Aminata Diene, que son père surnommait Amicolle, nous raconte comment elle s’est hissée plus haut que ce qui la prédestinait. Grâce à la force que lui a inculquée son père en la quittant prématurément et la fierté qu’elle espérait voir dans l’oeil de sa mère. Surmonter le deuil de son père, s’affranchir des carcans, se montrer plus forte que ce que les autres prédisaient pour elle, avancer malgré tout, grâce et avec le sport qui est à la fois sa passion et son métier, au sein de Decathlon Sénégal. Récit d’une femme ordinaire au destin extraordinaire.
Par Léa Borie
Extrait du magazine WOMEN SPORTS AFRICA N°3 été-automne 2021
Si Aminata Diene est née au Bénin de mère béninoise, son père était sénégalais. Ce qui l’a marqué durant son enfance: ses parents polygames. Sa mère a été la dernière épouse de son père. Aminata a grandi dans une famille nombreuse de plus de 15 personnes. La relation avec ses demi-frères et demi-sœurs était souvent tendue.
Les études : le début d’un parcours semé d’embûches
Aminata Diene était une jeune fille passionnée par le fait d’apprendre. « C’était dur de rester concentrée avec tous ces cris à la maison. Réservée, refermée sur moi-même, je trouvais un certain réconfort dans les études. Ainsi, dans ma chambre partagée avec mes demi-sœurs, au milieu de mes cahiers je restais dans ma bulle. C’était mon endroit pour me concentrer. » Preuve en est son premier succès : jeune fille, elle a réussi à obtenir son bac du premier coup alors qu’elle le passait en candidat libre. Elle prend ensuite des cours par correspondance pour passer son BTS en Côte d’Ivoire, avant d’obtenir son Master 1 en communication.

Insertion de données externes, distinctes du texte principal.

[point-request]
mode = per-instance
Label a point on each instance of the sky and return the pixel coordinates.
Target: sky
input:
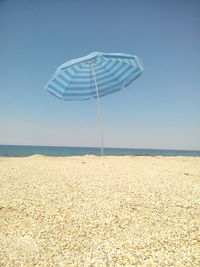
(161, 109)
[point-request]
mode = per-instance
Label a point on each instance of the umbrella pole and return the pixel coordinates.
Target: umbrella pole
(99, 111)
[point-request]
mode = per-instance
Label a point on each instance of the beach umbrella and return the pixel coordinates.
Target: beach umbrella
(93, 76)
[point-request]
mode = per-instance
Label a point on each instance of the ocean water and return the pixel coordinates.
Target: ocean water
(25, 151)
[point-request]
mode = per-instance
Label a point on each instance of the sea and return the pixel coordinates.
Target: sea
(59, 151)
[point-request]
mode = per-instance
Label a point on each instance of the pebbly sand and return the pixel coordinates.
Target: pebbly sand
(93, 211)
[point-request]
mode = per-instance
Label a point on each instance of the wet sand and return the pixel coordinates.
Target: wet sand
(100, 211)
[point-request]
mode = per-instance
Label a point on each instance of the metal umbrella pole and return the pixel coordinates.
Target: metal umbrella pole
(99, 110)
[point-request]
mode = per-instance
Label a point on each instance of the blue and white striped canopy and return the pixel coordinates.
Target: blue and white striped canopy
(74, 80)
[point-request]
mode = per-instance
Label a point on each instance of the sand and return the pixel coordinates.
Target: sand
(100, 211)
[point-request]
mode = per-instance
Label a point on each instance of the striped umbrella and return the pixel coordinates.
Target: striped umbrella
(93, 76)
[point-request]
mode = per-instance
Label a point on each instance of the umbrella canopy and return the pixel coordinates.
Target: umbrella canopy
(74, 80)
(93, 76)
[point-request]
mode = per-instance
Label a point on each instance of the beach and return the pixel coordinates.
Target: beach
(100, 211)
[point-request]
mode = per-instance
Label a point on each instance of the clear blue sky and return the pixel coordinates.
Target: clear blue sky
(161, 109)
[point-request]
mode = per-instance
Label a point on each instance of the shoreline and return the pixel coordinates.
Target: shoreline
(100, 211)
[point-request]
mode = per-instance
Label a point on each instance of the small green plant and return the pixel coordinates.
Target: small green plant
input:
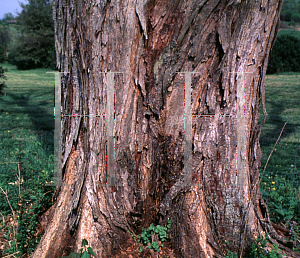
(147, 235)
(85, 251)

Mais à l’époque, c’est son oncle qu’elle a dû convaincre de son acharnement et de son sérieux pour qu’il lui finance ses études. Son père ayant une santé fragile, il ne pouvait plus assumer ses frais de scolarité. Si son frère l’a aidée au début, après son mariage il n’a plus pu assumer ces dépenses. Aminata se souvient lorsque son oncle a pris l’initiative de l’aider : « C’est une fille qui sait ce qu’elle veut et qui doit être encouragée ». Et tous les mois, elle passait récupérer l’argent pour régler sa scolarité.
Premières expériences professionnelles chaotiques
Après ses études, elle commence des petits jobs non rémunérés de livraison de repas sur les lieux de travail pour travailler malgré tout. Puis elle trouve un stage dans un réseau de téléphonie mais tout ne se passe pas comme elle l’aurait imaginée. « J’étais noire dans un environnement de filles au teint clair, pas très sexy dans ma manière de m’habiller, en tout cas pas assez féminine visiblement par rapport aux autres, alors que moi, je m’habillais pour être à l’aise.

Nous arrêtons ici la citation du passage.